In its first estimates for the forthcoming harvest in the 27-member bloc, the Monitoring Agricultural ResourceS (MARS), a research unit of the European executive, put the EU's average yield for the bloc's soft wheat crop at 5.67 tonnes per hectare in 2012, up 1.7% on last year and 1.8% above the 2007-11 average.
For barley, winter and spring together, the EU's average yield in 2012 should be at 4.41 tonnes per hectare, up 2.6% on 2011 and 1.3% above the five-year average.
Of this, the average yield of the winter barley harvest was expected at 5.24 tonnes per hectare, up 3.6% on last year, while the spring barley yield was pegged at 3.88 tonnes per hectare, up 1.7% on last year.
For rapeseed, MARS expected the EU's average crop yield to gain 5.5% on last year at 3.02 tonnes per hectare.
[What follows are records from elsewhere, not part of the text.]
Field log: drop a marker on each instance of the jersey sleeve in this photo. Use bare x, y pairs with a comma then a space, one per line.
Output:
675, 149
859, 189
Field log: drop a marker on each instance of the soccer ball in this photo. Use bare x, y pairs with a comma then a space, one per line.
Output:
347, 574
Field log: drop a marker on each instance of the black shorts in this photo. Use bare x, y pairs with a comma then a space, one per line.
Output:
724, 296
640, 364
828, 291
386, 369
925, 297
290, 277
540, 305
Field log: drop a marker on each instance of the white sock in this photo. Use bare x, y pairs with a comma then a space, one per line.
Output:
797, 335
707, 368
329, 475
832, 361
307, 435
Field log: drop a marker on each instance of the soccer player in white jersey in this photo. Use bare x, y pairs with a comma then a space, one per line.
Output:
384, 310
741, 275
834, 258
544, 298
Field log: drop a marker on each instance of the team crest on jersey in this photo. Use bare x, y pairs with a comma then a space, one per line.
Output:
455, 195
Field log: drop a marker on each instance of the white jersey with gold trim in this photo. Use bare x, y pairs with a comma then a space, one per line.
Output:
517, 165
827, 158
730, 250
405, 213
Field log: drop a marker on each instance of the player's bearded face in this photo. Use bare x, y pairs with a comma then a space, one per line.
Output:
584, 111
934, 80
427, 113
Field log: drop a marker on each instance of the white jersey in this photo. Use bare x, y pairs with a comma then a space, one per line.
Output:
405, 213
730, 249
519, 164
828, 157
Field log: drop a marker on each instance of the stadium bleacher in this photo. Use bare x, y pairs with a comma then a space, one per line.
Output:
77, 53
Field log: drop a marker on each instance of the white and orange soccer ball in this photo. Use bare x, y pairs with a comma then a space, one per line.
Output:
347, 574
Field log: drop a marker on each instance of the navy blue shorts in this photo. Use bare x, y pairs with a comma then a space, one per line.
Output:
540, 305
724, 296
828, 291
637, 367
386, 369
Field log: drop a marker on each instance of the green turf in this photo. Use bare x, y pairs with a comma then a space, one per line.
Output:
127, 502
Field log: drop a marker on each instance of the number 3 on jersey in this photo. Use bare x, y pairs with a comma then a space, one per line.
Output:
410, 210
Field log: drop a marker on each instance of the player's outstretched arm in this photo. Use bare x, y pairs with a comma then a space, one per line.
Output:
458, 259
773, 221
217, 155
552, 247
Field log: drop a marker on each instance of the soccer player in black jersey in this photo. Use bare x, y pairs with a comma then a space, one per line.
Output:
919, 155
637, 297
On the other hand, the EU durum yield is forecast to fall 7.2% to 3.16 tonnes per hectare from last year's good crop, but be little changed from the five-year average of 3.18 tonnes per hectare.
The Commission's research unit expected the average yield of the EU's 2012 corn harvest to shed 6.3% to 7.03 tonnes per hectare from an exceptional crop in 2011. It would still be 1.6% above the 2007-11 average.
The sugar beet average yield in the bloc should fall 3.1% to 68.65 tonnes per hectare but remain 1.5% above the five-year average, MARS said. It noted that these early forecasts were mainly based on trend and average values. For some grains, mainly spring crops, EU averages are calculated on estimates for a limited number of countries but include the main producers.
MARS, which also analyses weather data in neighbouring countries, said its simulations indicated likely frost kill in eastern France, the Benelux states, Germany, Poland, the Czech Republic, some spots in Romania and in Ukraine.
Although the Commission's research unit did not quantify damage from the dry weather, it noted temperatures would remain mild and rain scarce until the end of the month.
"In the British Isles, France, Benelux, Germany, south of Sweden, Poland, the Czech Republic, Slovakia, Hungary and Romania, rainfall will not exceed five millimetres," it wrote, noting that it was below average.
Concerns are rising among farmers and in grain markets that dryness could further cut yields after damage linked to the cold snap earlier this year, pushing new crop wheat prices to their highest level in around nine months on Monday.